La fameuse Aircraft Guaranty  avait accordé son « N » à l’avion immatriculé N11ZD.

Cela ne vous dit rien ?  Oh, ce n’est pas évident et plutôt une histoire que l’on a laissé tomber, encore une. C’est le numéro d’un petit avion que l’on a retrouvé abandonné sur le parking de l’aéroport de Portland Airport le 11 Septembre 2001, un petit Socata Tampico TB-9. Toujours enregistré Aircraft Guaranty, aujourd’hui encore !

Abandonné par un saoudien appelé Khalid Alzeedi, détenant « Zidi Aviation », qui avait transporté cet été là un dénommé Ben Laden dans son avion. Et un autre tout aussi connu appelé Mohammed Atta.

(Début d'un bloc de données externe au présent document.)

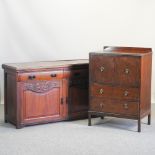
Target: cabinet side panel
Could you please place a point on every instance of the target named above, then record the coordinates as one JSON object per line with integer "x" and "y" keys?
{"x": 10, "y": 98}
{"x": 145, "y": 97}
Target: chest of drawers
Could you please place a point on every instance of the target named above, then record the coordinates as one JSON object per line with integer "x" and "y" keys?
{"x": 120, "y": 83}
{"x": 42, "y": 92}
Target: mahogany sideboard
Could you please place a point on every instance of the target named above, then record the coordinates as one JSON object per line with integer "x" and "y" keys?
{"x": 120, "y": 83}
{"x": 42, "y": 92}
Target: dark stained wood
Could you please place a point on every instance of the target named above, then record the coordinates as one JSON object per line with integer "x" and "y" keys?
{"x": 39, "y": 94}
{"x": 102, "y": 69}
{"x": 114, "y": 92}
{"x": 128, "y": 94}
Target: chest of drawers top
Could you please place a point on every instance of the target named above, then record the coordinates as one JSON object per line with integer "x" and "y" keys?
{"x": 118, "y": 67}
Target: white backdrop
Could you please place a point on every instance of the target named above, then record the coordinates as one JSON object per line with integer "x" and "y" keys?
{"x": 34, "y": 30}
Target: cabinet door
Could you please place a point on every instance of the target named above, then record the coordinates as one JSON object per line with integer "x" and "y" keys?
{"x": 101, "y": 68}
{"x": 127, "y": 71}
{"x": 41, "y": 101}
{"x": 78, "y": 98}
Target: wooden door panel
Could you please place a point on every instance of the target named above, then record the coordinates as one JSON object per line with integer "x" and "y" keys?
{"x": 41, "y": 105}
{"x": 41, "y": 100}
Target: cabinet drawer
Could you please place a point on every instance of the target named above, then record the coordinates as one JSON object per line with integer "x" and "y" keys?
{"x": 127, "y": 71}
{"x": 40, "y": 75}
{"x": 112, "y": 92}
{"x": 102, "y": 68}
{"x": 76, "y": 73}
{"x": 114, "y": 106}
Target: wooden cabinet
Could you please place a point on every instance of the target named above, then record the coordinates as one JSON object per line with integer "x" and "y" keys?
{"x": 120, "y": 83}
{"x": 45, "y": 92}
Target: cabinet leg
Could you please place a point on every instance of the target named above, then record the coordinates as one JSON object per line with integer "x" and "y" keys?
{"x": 89, "y": 119}
{"x": 139, "y": 125}
{"x": 5, "y": 120}
{"x": 149, "y": 119}
{"x": 102, "y": 117}
{"x": 19, "y": 126}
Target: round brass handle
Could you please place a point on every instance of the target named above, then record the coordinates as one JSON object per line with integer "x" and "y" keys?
{"x": 102, "y": 68}
{"x": 31, "y": 77}
{"x": 125, "y": 106}
{"x": 126, "y": 70}
{"x": 126, "y": 93}
{"x": 101, "y": 91}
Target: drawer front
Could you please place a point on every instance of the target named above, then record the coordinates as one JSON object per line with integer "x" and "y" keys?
{"x": 50, "y": 75}
{"x": 114, "y": 106}
{"x": 127, "y": 71}
{"x": 101, "y": 69}
{"x": 76, "y": 73}
{"x": 110, "y": 92}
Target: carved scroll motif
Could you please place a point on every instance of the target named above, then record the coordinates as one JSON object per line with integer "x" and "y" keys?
{"x": 41, "y": 87}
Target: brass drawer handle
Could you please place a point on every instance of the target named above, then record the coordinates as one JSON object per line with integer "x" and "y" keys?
{"x": 101, "y": 105}
{"x": 53, "y": 75}
{"x": 126, "y": 106}
{"x": 126, "y": 70}
{"x": 126, "y": 93}
{"x": 31, "y": 77}
{"x": 102, "y": 68}
{"x": 101, "y": 91}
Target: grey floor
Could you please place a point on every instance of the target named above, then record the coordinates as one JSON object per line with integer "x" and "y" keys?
{"x": 111, "y": 136}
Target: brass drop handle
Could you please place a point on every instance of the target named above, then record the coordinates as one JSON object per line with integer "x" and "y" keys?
{"x": 53, "y": 75}
{"x": 102, "y": 68}
{"x": 126, "y": 93}
{"x": 125, "y": 106}
{"x": 101, "y": 105}
{"x": 101, "y": 91}
{"x": 126, "y": 70}
{"x": 31, "y": 77}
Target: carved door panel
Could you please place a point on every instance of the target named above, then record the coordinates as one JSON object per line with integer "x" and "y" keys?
{"x": 41, "y": 101}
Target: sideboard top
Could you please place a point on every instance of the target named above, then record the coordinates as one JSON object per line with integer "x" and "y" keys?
{"x": 44, "y": 64}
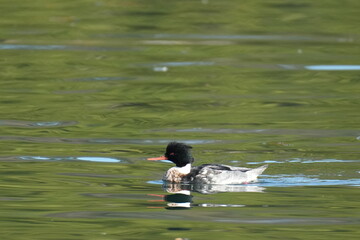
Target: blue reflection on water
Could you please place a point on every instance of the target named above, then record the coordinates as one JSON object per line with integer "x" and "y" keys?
{"x": 333, "y": 67}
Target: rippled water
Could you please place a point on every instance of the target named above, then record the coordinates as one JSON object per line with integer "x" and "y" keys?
{"x": 90, "y": 89}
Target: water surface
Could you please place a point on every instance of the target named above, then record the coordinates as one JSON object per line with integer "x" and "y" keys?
{"x": 90, "y": 89}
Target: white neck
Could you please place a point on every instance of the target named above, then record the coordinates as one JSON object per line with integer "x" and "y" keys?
{"x": 185, "y": 169}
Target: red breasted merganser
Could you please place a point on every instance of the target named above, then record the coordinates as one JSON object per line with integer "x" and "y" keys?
{"x": 180, "y": 154}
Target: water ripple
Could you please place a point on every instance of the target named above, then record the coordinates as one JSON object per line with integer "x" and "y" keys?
{"x": 59, "y": 47}
{"x": 299, "y": 160}
{"x": 104, "y": 140}
{"x": 18, "y": 123}
{"x": 90, "y": 159}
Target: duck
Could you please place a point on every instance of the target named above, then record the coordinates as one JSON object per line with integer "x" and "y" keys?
{"x": 180, "y": 154}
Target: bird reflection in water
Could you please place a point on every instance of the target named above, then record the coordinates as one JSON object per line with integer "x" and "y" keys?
{"x": 180, "y": 197}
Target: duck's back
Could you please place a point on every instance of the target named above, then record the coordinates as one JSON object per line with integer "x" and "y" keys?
{"x": 224, "y": 174}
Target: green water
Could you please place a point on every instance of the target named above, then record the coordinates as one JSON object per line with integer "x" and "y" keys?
{"x": 90, "y": 89}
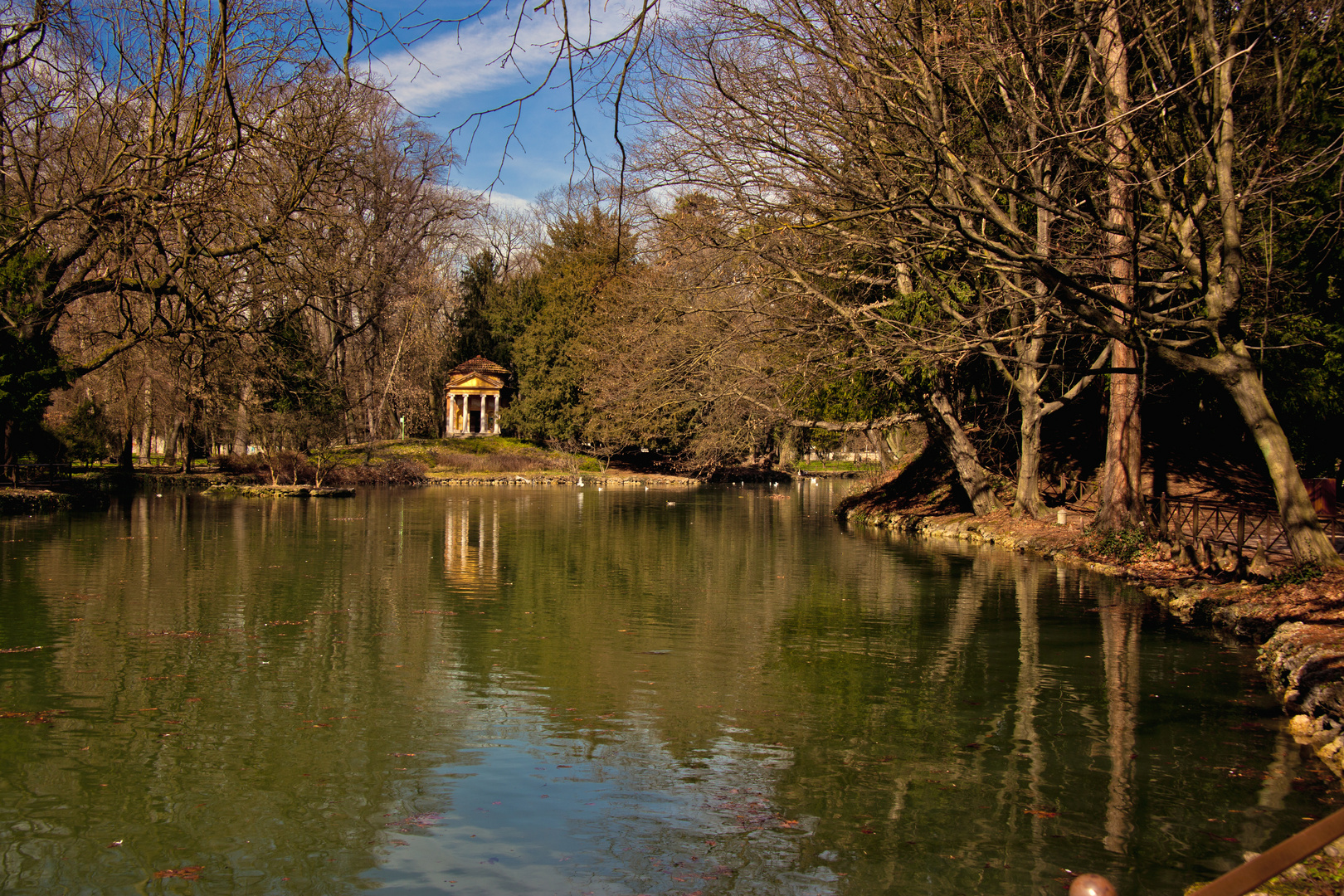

Que faisait Atta à Portland, dans le Maine ???

Atta avait pris le vol 11 d’American Airlines au départ de Boston le 28 août, deux semaines avant que ce vol ne se termine comme on l’a vu !

Khalid Alzeedi vivrait depuis au Maroc. 

Selon une chaîne de télévision (Channel 5) Khalid Alzeedi était en contact avec deux agents du FBI en août 201, rencontrés dans les suites Hilton…. Alzedi avait acheté son appareil à la société Outlaw Aircraft Sales of Clarksville, Tennessee, près de Nashville.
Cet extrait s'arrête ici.